From a yogic perspective I am trying to see the natural beauty in my father’s transition. I am trying to honor him and his life respectfully and be thankful for the incredible father I was so blessed to have. I know that Energy cannot be created, or destroyed, and that it simply changes form. Physics teaches us that. I know that although he is no longer in his body, he is still with us. But the daughter in me is heartbroken and frightened of a world without my Dad. He was a good man, a wonderful man. He was one of the most thoughtful and giving people I have ever met; an amazing example of a devoted father, a good friend and a source of endless unconditional love. He was the “go-to” guy for everything. He always seemed to have the answers…
My father had beautiful ideals about many things. Even after 42 years of marriage he still brought my mother flowers, still enjoyed surprising all of us with gifts that he would secretly shop for – that would always be so delightful and so thoughtful I would wonder “How does he DO that?!”. He was the type of man who was happiest when his family was happy. Now that he is gone, and we are slowly trying to get over the shock, we have begun to organize and prepare for life without him. This has not been easy. We have uncovered many things including the absence of life insurance and remnants of a man who was deeply overwhelmed. Like most men, I think it was difficult for him to admit that he was overwhelmed. Or to ask for help. So – he suffered silently. Until finally his heart could no longer take it.
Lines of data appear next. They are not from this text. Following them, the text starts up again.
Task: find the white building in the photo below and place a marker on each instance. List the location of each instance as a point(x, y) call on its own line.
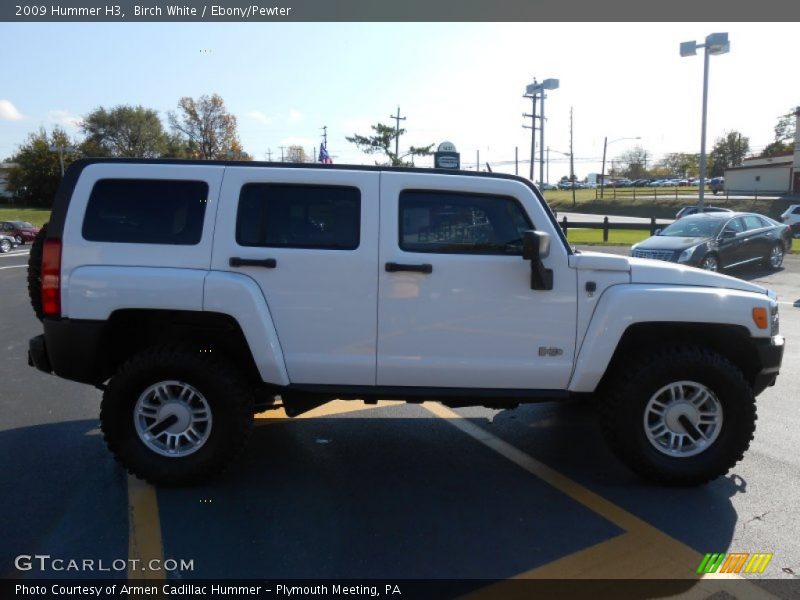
point(776, 174)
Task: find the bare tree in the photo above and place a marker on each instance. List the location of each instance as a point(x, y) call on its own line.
point(208, 128)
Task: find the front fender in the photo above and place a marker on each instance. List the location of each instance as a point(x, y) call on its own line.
point(624, 305)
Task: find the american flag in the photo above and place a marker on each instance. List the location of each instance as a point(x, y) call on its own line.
point(324, 157)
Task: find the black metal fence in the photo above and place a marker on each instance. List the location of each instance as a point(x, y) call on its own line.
point(606, 225)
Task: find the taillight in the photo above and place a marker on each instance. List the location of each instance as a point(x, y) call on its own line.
point(51, 278)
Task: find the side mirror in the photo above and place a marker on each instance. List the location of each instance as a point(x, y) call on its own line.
point(535, 245)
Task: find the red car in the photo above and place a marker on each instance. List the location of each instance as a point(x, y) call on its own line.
point(22, 231)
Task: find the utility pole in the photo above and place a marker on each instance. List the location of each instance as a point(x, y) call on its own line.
point(571, 158)
point(533, 129)
point(397, 119)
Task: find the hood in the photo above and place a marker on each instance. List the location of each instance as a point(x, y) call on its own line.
point(644, 270)
point(668, 242)
point(655, 271)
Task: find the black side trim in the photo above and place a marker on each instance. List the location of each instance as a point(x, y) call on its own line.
point(67, 186)
point(73, 349)
point(449, 396)
point(770, 354)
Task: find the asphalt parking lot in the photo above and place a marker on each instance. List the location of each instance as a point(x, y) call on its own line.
point(394, 491)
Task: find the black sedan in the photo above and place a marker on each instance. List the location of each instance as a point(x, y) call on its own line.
point(717, 241)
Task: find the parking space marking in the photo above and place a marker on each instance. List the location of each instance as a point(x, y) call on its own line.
point(144, 530)
point(643, 551)
point(337, 407)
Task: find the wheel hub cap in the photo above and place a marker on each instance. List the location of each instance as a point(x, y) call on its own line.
point(172, 418)
point(683, 419)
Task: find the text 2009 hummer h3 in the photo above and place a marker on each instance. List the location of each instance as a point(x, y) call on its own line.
point(194, 293)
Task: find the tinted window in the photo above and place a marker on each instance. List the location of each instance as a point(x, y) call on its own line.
point(146, 211)
point(753, 222)
point(299, 216)
point(448, 222)
point(735, 225)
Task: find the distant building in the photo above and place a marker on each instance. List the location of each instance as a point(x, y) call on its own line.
point(4, 170)
point(776, 174)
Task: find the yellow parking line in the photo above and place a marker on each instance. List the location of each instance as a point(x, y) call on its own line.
point(144, 530)
point(337, 407)
point(643, 551)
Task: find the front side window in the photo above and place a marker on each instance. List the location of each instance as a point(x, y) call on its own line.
point(461, 223)
point(278, 215)
point(146, 211)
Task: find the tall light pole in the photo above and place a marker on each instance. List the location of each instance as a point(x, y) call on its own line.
point(716, 43)
point(537, 90)
point(603, 170)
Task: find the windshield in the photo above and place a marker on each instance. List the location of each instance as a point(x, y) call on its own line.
point(702, 227)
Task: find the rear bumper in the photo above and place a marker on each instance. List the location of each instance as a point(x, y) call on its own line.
point(70, 349)
point(770, 354)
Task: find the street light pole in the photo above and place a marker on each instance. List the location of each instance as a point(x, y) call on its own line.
point(716, 43)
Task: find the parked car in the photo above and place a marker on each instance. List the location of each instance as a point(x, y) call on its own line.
point(21, 231)
point(792, 218)
point(716, 241)
point(7, 243)
point(194, 293)
point(692, 210)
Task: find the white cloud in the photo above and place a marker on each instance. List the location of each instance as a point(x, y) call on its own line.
point(64, 118)
point(9, 112)
point(257, 115)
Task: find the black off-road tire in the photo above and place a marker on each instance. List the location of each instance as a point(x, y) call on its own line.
point(35, 272)
point(229, 397)
point(623, 402)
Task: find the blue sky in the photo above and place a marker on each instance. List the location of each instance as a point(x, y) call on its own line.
point(453, 81)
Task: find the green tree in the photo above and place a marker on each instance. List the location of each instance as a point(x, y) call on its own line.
point(728, 151)
point(296, 154)
point(35, 178)
point(633, 162)
point(206, 127)
point(127, 131)
point(784, 135)
point(383, 141)
point(683, 164)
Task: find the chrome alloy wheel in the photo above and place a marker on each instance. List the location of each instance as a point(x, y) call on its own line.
point(776, 256)
point(683, 419)
point(172, 418)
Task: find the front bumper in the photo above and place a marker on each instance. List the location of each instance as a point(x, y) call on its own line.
point(770, 354)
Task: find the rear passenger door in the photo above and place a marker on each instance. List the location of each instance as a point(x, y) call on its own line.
point(309, 238)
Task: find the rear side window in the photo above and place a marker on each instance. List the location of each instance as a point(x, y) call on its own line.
point(278, 215)
point(459, 223)
point(146, 211)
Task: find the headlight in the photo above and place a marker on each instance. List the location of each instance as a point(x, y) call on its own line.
point(686, 255)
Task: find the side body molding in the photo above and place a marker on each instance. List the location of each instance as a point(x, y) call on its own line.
point(240, 297)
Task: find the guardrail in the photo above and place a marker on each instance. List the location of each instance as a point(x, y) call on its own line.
point(606, 225)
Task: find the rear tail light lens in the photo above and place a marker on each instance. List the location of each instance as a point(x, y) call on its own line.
point(51, 278)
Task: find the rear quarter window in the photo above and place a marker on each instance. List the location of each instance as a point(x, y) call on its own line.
point(146, 211)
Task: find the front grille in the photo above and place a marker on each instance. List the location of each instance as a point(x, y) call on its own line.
point(656, 254)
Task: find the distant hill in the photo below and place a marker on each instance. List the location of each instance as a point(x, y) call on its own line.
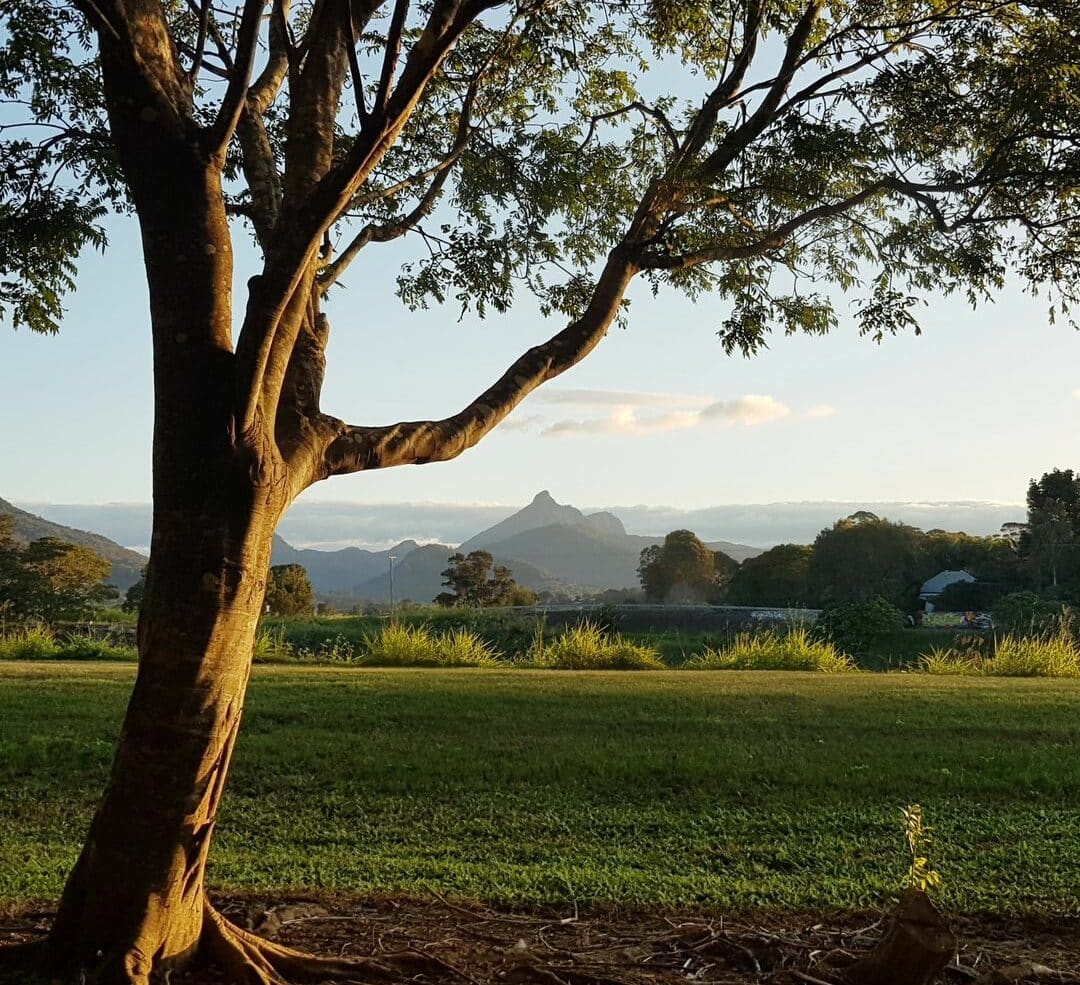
point(548, 545)
point(593, 550)
point(340, 571)
point(419, 576)
point(126, 565)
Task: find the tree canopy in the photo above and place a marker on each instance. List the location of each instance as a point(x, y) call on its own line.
point(778, 577)
point(887, 148)
point(777, 153)
point(684, 569)
point(476, 580)
point(289, 591)
point(50, 579)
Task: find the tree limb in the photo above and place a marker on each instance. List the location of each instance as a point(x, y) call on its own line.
point(388, 231)
point(761, 117)
point(359, 448)
point(232, 105)
point(391, 54)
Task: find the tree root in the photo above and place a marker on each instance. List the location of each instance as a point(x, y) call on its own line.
point(250, 959)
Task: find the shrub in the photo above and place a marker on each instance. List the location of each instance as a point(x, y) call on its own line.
point(852, 625)
point(1026, 612)
point(586, 647)
point(769, 650)
point(28, 643)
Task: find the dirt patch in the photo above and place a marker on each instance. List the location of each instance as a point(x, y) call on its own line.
point(470, 944)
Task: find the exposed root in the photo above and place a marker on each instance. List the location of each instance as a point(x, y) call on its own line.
point(250, 959)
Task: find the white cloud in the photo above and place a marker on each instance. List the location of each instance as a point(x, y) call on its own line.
point(748, 410)
point(522, 422)
point(618, 399)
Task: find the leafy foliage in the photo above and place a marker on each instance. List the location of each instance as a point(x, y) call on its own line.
point(852, 625)
point(684, 569)
point(478, 581)
point(50, 579)
point(778, 577)
point(918, 836)
point(289, 591)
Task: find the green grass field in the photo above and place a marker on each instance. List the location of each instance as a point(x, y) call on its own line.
point(733, 790)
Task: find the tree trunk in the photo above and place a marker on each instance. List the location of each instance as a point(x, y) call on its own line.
point(134, 904)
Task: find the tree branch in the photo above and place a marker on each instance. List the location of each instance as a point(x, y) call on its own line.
point(391, 55)
point(358, 448)
point(728, 88)
point(220, 132)
point(766, 243)
point(743, 134)
point(261, 345)
point(388, 231)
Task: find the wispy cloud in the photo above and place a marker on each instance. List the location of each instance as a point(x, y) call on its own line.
point(619, 399)
point(748, 410)
point(820, 412)
point(522, 422)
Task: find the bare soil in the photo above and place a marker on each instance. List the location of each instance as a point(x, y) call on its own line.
point(443, 943)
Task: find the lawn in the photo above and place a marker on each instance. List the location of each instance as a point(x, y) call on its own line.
point(716, 790)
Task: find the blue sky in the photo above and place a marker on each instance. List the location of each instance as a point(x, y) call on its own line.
point(658, 414)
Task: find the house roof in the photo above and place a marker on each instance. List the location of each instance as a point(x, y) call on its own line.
point(942, 580)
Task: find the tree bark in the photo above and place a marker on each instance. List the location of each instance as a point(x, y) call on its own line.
point(135, 902)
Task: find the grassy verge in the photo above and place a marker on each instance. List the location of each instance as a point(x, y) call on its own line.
point(733, 790)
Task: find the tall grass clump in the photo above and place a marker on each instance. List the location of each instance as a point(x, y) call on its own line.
point(28, 643)
point(795, 649)
point(271, 647)
point(461, 647)
point(586, 647)
point(1056, 655)
point(400, 645)
point(82, 646)
point(403, 645)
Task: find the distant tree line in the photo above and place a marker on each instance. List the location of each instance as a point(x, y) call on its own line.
point(864, 556)
point(475, 580)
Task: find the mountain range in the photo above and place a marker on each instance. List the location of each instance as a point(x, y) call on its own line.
point(548, 545)
point(126, 565)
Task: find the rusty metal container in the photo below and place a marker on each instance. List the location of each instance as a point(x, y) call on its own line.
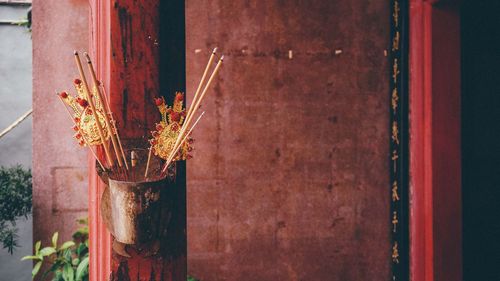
point(136, 212)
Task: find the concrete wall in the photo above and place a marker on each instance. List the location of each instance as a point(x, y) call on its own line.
point(289, 179)
point(59, 165)
point(15, 147)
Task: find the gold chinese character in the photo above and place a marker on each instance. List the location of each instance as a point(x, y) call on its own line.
point(395, 42)
point(394, 100)
point(395, 14)
point(395, 221)
point(395, 196)
point(395, 160)
point(395, 70)
point(395, 132)
point(395, 253)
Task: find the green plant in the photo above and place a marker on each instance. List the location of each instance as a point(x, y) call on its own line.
point(15, 202)
point(69, 261)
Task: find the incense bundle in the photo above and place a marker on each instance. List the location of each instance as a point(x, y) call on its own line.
point(95, 126)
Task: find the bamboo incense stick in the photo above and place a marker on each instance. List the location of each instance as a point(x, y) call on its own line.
point(114, 125)
point(147, 163)
point(106, 113)
point(195, 107)
point(83, 136)
point(176, 149)
point(202, 80)
point(92, 106)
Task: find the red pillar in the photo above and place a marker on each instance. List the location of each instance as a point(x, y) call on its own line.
point(132, 60)
point(435, 176)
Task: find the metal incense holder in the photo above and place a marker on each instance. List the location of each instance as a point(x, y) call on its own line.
point(137, 213)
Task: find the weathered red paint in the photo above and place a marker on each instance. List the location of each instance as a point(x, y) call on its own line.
point(435, 222)
point(125, 41)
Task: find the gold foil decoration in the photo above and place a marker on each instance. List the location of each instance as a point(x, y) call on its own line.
point(168, 129)
point(395, 196)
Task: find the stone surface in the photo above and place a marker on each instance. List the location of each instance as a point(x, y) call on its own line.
point(59, 164)
point(289, 179)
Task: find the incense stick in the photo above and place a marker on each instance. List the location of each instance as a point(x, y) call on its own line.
point(202, 80)
point(106, 113)
point(196, 106)
point(92, 106)
point(147, 163)
point(176, 149)
point(81, 133)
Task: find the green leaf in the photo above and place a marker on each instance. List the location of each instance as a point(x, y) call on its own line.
point(82, 269)
point(37, 247)
point(81, 249)
point(68, 273)
point(58, 276)
point(47, 251)
point(66, 245)
point(54, 239)
point(36, 268)
point(30, 258)
point(67, 255)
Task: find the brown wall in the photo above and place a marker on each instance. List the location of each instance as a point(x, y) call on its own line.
point(59, 165)
point(290, 175)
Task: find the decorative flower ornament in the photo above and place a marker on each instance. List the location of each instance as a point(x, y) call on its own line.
point(86, 128)
point(167, 131)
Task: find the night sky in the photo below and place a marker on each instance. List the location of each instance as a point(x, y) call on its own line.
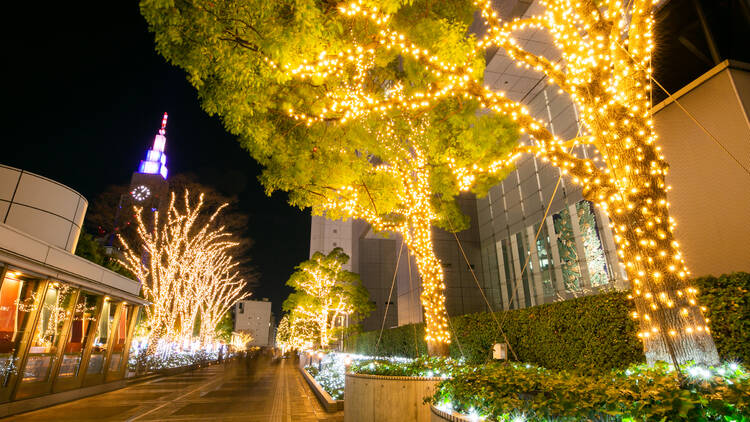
point(83, 98)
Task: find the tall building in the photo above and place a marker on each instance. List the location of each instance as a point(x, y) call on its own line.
point(534, 239)
point(254, 317)
point(148, 186)
point(392, 279)
point(65, 322)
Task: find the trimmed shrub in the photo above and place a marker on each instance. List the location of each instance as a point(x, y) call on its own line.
point(502, 391)
point(591, 331)
point(727, 299)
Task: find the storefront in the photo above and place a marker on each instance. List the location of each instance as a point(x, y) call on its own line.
point(65, 322)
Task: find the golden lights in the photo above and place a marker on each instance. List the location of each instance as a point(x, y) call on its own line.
point(605, 68)
point(186, 269)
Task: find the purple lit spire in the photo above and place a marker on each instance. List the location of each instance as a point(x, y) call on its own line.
point(156, 159)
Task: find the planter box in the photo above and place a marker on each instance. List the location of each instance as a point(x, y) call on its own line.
point(325, 399)
point(374, 398)
point(438, 415)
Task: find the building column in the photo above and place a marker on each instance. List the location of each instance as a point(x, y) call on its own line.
point(580, 250)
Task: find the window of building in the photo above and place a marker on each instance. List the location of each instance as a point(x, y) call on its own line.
point(84, 321)
point(522, 251)
point(101, 338)
point(566, 246)
point(120, 335)
point(20, 297)
point(510, 272)
point(46, 338)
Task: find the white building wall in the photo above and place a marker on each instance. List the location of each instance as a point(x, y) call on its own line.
point(41, 207)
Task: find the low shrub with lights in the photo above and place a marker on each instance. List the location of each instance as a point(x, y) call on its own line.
point(518, 392)
point(428, 367)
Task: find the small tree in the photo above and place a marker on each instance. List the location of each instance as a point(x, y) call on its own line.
point(325, 291)
point(296, 333)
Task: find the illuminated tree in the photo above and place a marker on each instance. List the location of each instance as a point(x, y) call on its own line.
point(256, 61)
point(296, 333)
point(185, 270)
point(326, 292)
point(393, 171)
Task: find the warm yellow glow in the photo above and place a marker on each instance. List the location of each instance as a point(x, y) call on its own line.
point(186, 269)
point(605, 68)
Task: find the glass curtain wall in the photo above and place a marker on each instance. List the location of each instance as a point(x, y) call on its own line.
point(55, 337)
point(83, 324)
point(47, 338)
point(120, 337)
point(100, 345)
point(20, 301)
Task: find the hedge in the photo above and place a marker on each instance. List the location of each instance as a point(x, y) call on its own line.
point(590, 331)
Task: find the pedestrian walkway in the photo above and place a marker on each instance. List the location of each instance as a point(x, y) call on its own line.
point(242, 390)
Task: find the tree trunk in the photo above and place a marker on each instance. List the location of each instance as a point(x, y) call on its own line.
point(419, 240)
point(672, 325)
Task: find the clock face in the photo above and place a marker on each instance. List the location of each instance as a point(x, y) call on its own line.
point(140, 193)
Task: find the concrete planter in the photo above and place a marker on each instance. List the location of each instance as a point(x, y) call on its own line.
point(437, 415)
point(374, 398)
point(325, 399)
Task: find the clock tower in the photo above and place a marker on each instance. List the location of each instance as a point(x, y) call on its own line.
point(148, 186)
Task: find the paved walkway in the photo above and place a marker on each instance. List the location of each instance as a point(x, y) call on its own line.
point(244, 390)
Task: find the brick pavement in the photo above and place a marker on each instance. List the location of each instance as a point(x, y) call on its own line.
point(242, 390)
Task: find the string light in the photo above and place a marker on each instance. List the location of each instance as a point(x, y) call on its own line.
point(186, 269)
point(605, 69)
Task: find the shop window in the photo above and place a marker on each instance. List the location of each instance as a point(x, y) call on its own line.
point(19, 298)
point(596, 261)
point(119, 338)
point(84, 321)
point(566, 246)
point(49, 329)
point(103, 330)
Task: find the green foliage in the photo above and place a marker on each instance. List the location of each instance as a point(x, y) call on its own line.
point(88, 248)
point(502, 390)
point(727, 299)
point(226, 46)
point(591, 331)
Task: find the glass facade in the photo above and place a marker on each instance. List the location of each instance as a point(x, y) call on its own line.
point(82, 326)
point(551, 243)
point(49, 330)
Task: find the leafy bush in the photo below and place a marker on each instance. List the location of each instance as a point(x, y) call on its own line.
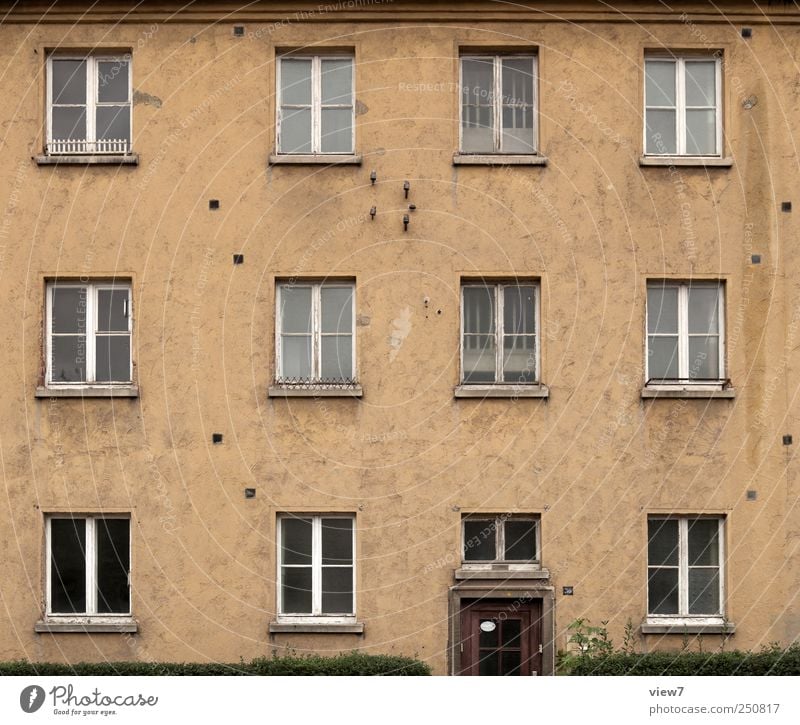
point(345, 664)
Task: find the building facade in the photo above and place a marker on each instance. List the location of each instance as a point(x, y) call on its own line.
point(411, 328)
As my family and I gently pick up the pieces and try to re-arrange our lives around the hole that his absence has made, I am sad and my heart is heavy. And I am reminded once again what an incredibly deep emotion sadness is. It seems almost infinite. I guess that’s why it can be so easy to lose yourself to the abyss if not careful. My sadness is for my own loss, and also for my mother and sister. My sadness is also for my niece Nika, whom my father loved and adored. He wanted so much for her and they were very close. He absolutely loved children and loved being a Grampa. And also – my sadness is for my father. Whom I truly believe was hurting for awhile but refused to stop working, or let anyone in, for fear of disappointing his beloved family. He wanted us to have all that our hearts desire and it was my dad who taught me not to succumb to my limitations. He helped me to become the person that I am. Without him, I don’t think I would have made it this far.
It’s interesting to begin to return to teaching classes and to my normal routine(s) now that things are starting to settle. It’s similar to walking through a dream where everything feels strange and surreal. At times, my anxiety definitely gets the best of me and I find myself frozen in fear of what the future might bring. But at those times I take a deep breath and remind myself that ‘All is well’. In this moment, it’s ok. I’ve started telling myself over and over that ‘out of this situation, only good will come.’ I think I’m starting to believe it. So mixed with my sadness there is also this hope. My intention is to make him proud. He would have wanted us to move forward, to thrive and continue to grow and flourish.
I Love you Dad. You were the most wonderful man in my life. Thank you, infinitely, for all you've done. For all of us.